Question

A wire of length L is hanging from a fixed support. The length changes to L₁ and L₂ when masses 1 kg and 2 kg are suspended respectively from its free end. Then the value of L is equal to :

Options

• `sqrt("L"_1  "L"_2)`

• `("L"_1 +"L"_2)/2`

• 2 L₁ - L₂

• 3L₁ - 2L₂

Answer 1

2 L₁ - L₂

Explanation:

Given: The final length of the wire is L₁ when a mass of 1 kg is attached to it, and L₂ when a load of 2 kg is attached to it.

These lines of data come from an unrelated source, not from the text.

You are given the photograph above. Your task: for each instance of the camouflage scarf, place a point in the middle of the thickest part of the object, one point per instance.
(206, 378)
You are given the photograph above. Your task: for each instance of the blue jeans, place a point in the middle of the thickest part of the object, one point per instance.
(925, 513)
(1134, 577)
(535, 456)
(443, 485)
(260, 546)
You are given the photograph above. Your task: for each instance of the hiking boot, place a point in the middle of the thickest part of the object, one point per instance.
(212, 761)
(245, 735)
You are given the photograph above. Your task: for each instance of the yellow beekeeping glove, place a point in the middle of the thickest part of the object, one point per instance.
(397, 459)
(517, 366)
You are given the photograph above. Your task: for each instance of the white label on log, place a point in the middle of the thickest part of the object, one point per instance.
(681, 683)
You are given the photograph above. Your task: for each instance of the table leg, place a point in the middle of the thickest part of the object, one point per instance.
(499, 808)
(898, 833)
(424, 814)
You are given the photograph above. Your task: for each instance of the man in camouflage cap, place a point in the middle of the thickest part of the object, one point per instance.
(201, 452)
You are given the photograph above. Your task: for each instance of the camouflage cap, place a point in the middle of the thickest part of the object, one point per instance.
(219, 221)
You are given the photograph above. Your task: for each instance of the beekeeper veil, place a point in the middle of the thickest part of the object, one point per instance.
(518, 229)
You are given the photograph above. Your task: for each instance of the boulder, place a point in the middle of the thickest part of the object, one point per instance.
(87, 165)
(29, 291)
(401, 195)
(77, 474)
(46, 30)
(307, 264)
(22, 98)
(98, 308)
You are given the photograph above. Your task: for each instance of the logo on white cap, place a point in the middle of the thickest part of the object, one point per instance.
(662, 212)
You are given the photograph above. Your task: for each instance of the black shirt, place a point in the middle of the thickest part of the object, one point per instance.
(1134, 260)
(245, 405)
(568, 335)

Let the Young’s modulus of wire material be Y, Then

By Hooke’s Law of elasticity ⇒ `"F"/"A" = "Y"(Δl)/l`

Let area of cross-section of wire be A 

original length of wire = L

Case - I → When 1 kg load is attached to wire change in length = L₁ – L

Using Hooke’s Law

F₁ = mg = 1 × g ⇒ `(1 xx"g")/"A" = "Y" (("L"_1 - "L")/"L")`   ...(1)

Length of wire

(a) in normal condition

(b) When 1 kg mass is suspended

(c) When 2 kg mass is suspended

Case - II → When 2 kg load is attached to wire change in length = L₂ – L

Using Hooke’s Law

F₂ = mg = 2 × g

⇒  `(2 xx"g")/"A" = "Y" (("L"_2 - "L")/"L")`    ...(2)

Dividing equation (1) by (2)

`1/2 = ("L"_1 - "L")/("L"_2 - "L")`

L₂ - L = 2L₁ - 2L

L = 2L₁ - L₂